Chez Christie’s, qui engrange 420,8 millions d’euros, même constat, avec 35 % de nouveaux enchérisseurs. « En design par exemple, nous avons enregistré 16 % de nouveaux clients. Ainsi, un jeune homme de 28 ans a enchéri depuis la Floride sur des lots en vente chez nous à Paris à 10 000 euros », explique Cécile Verdier, présidente de Christie’s France. Cette maison a organisé 24 ventes de collections sur un total de 54 vacations, « une part élevée qui indique plus de confiance de la part de ceux qui ont mis une vie à rassembler ces œuvres et qui s’en séparent », note Cécile Verdier. Avec un total de 66 millions d’euros, record absolu pour une vente d’arts premiers, la collection Michel Périnet a été un temps fort de l’année. Christie’s a aussi tapé le coup de marteau le plus élevé de l’année en France, 14,5 millions d’euros pour La Vengeance de René Magritte, issu de la collection Francis Gross. En peinture ancienne, il a aussi établi un record pour Chardin, à 7 millions d’euros.
Chez Artcurial, l’année s’achève avec un total de 169 millions d’euros, avec sept enchères millionnaires. La maison du Rond-Point des Champs-Élysées a dispersé pas moins de 78 collections. « Dans un environnement encore complexe, notre maison de ventes aura réussi à poursuivre son développement et conforté sa place de grand acteur européen du marché de l’art », a déclaré Nicolas Orlowski, PDG du groupe Artcurial. Parmi ses plus belles enchères, Artcurial a vendu une encre de Chine du Lotus bleu d’Hergé pour 3,2 millions d’euros, et un spectaculaire tableau de Dalí pour 2,4 millions d’euros.

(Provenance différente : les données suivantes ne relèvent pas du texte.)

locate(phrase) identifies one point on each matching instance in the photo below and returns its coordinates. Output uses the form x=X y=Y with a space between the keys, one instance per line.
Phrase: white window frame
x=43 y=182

Toutefois, dans une volonté de rendre leurs bilans plus attractifs, d’être encore mieux « classés » et donc valoriser leur « marque » aux yeux des clients vendeurs, les principales maisons de vente n’hésitent pas à embellir leurs chiffres. Sotheby’s intègre les ventes de voitures parisiennes de RM Sotheby’s, société distincte de Sotheby’s France et dont le siège est au Canada. Christie’s, qui n’a pourtant pas signé le procès-verbal de la vente, mais accueilli et organisé la vacation, comptabilise le manuscrit Einstein-Besso (11,6 millions d’euros), apporté par Claude Aguttes dans le cadre de la dispersion Aristophil. Artcurial, quant à elle, intègre la TVA contrairement aux deux premiers… Dans le cas du manuscrit comme dans celui d’un tableau de Van Gogh, Scène de rue à Montmartre, vendu 13 millions d’euros, cette fois au procès-verbal de Sotheby’s, il s’agit d’œuvres livrées en cadeau par des commissaires-priseurs français – Fabien Mirabaud pour le Van Gogh. Au-delà de ces vétilles, le constat est là : les enchères en France repartent bien de l’avant.